Andrew GouldFeatured ColumnistNovember 22, 2013

LAS VEGAS, NV - DECEMBER 08:  (L-R) Juan Manuel Marquez throws a left to the face of Manny Pacquiao during their welterweight bout at the MGM Grand Garden Arena on December 8, 2012 in Las Vegas, Nevada.  (Photo by Al Bello/Getty Images)
Al Bello/Getty Images

When two aggressors step into the ring, carnage typically ensues. For Manny Pacquiao to make his highly anticipated return a success, he must put up the gloves every now and then against Brandon "Bam Bam" Rios.

Pacquiao has remained in the shadows since suffering a devastating knockout against Juan Manuel Marquez on Dec. 8, 2012, but he will finally take the grand stage once again on Saturday night to clash with Rios in Macau, China. 

Now that he's back, Pac-Man can't afford to duplicate the same mistakes that have jeopardized the veteran's future.

There's no questioning Pacquiao's quickness and strength in the squared circle. Even at age 40, he'd probably land a few powerful punches, but he'll never last that long with the way he competes. Pacquiao's tenacity is admirable, but at this juncture of his career, it'd serve him well to turn the dial down a notch and protect himself more.

Before Marquez sent him to the mat, Pacquiao was actually winning the bout. According to CompuBox, he landed 94 punches to Marquez's 52 throughout the bout.

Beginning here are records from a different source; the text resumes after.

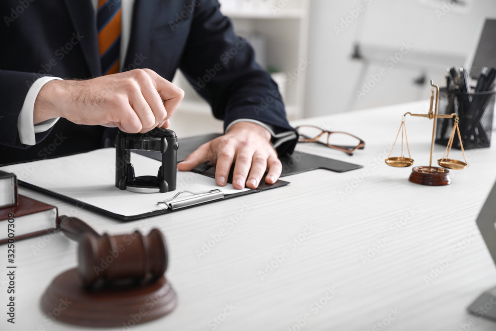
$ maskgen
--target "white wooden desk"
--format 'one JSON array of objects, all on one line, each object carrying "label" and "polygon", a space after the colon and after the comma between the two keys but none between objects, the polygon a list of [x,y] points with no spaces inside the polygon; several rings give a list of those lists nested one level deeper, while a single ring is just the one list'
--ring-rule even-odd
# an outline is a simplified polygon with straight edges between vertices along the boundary
[{"label": "white wooden desk", "polygon": [[[496,179],[495,144],[467,151],[470,166],[450,171],[452,183],[443,187],[412,184],[411,168],[384,163],[402,115],[427,112],[427,101],[416,102],[295,123],[361,137],[365,149],[351,157],[323,146],[299,148],[364,168],[292,176],[284,179],[291,183],[285,187],[142,221],[121,223],[20,191],[56,204],[61,214],[79,217],[101,232],[139,227],[147,233],[154,227],[164,232],[170,259],[167,275],[178,305],[171,315],[132,330],[456,331],[474,318],[470,330],[494,330],[496,323],[474,318],[466,308],[496,284],[496,268],[475,224]],[[412,118],[407,124],[415,165],[428,165],[433,122]],[[435,146],[434,158],[443,151]],[[462,157],[459,151],[452,153]],[[233,219],[237,223],[231,228]],[[199,260],[195,251],[222,229],[227,234]],[[291,243],[293,238],[297,243]],[[381,242],[380,249],[374,246]],[[37,245],[41,249],[34,251]],[[0,329],[77,329],[44,318],[39,307],[51,280],[75,266],[76,249],[60,233],[17,243],[16,324],[5,322],[6,285],[0,284]],[[364,264],[369,249],[374,255]],[[262,280],[259,271],[266,264],[275,265],[274,256],[284,250],[289,253],[284,261]],[[446,265],[449,255],[453,261]],[[4,282],[6,259],[3,246]],[[426,284],[425,276],[436,267],[442,270]],[[306,314],[310,320],[300,328]],[[127,330],[119,330],[123,328]]]}]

He came out swinging during the first round, throwing 56 punches toward an overwhelmed Marquez.

But Pacquiao later wore down and his opponent pounced with 23 landed punches in the final two rounds, including a fight-ending KO to send the audience home early after six rounds. 

LAS VEGAS, NV - DECEMBER 08:  Manny Pacquiao lays face down on the mat after being knocked out in the sixth round as Juan Manuel Marquez celebrates during their welterweight bout at the MGM Grand Garden Arena on December 8, 2012 in Las Vegas, Nevada.  (Ph
Al Bello/Getty Images

Rios also fights at full throttle, which is both a blessing and a curse for the 34-year-old Pacquiao.

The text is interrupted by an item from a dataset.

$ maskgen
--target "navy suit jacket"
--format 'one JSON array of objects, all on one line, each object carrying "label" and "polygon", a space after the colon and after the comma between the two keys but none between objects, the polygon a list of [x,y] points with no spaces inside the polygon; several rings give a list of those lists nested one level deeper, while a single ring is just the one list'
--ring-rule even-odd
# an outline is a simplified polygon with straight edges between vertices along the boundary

On the positive side, an eager Rios will bring the fight to Pacquiao, who won't have to exert as much energy chasing down his younger foe. Pacquiao in his prime would undoubtedly squash Rios, but this is a Pacquiao coming off his first two-fight losing streak.

While he won't have to hunt down Rios, will Pacquiao elude him as easily? Pac-Man is not one to shy away from a punch if it means landing one of his own. Rios embraces the same mindset, so the two fighters will likely trade hooks until one of them crumbles.

Pacquiao hasn't won a fight in two years, but it's been an even longer three years since he obtained a victory by knockout. That streak could end this weekend, but it's not wise to put all his eggs in that basket.

Getting constantly punched by another person will take a toll on anyone. It seems like a fighter should want to avoid that as much as possible—especially Pacquiao, who is no longer a 24-year-old seamlessly gliding around the ring.

Pacquiao must adapt late in his career to muster a resurgent run that eliminates the burn of his previous defeats.

A little more defense would go a long way in his quest to prove that he's still one of the world's greatest boxers.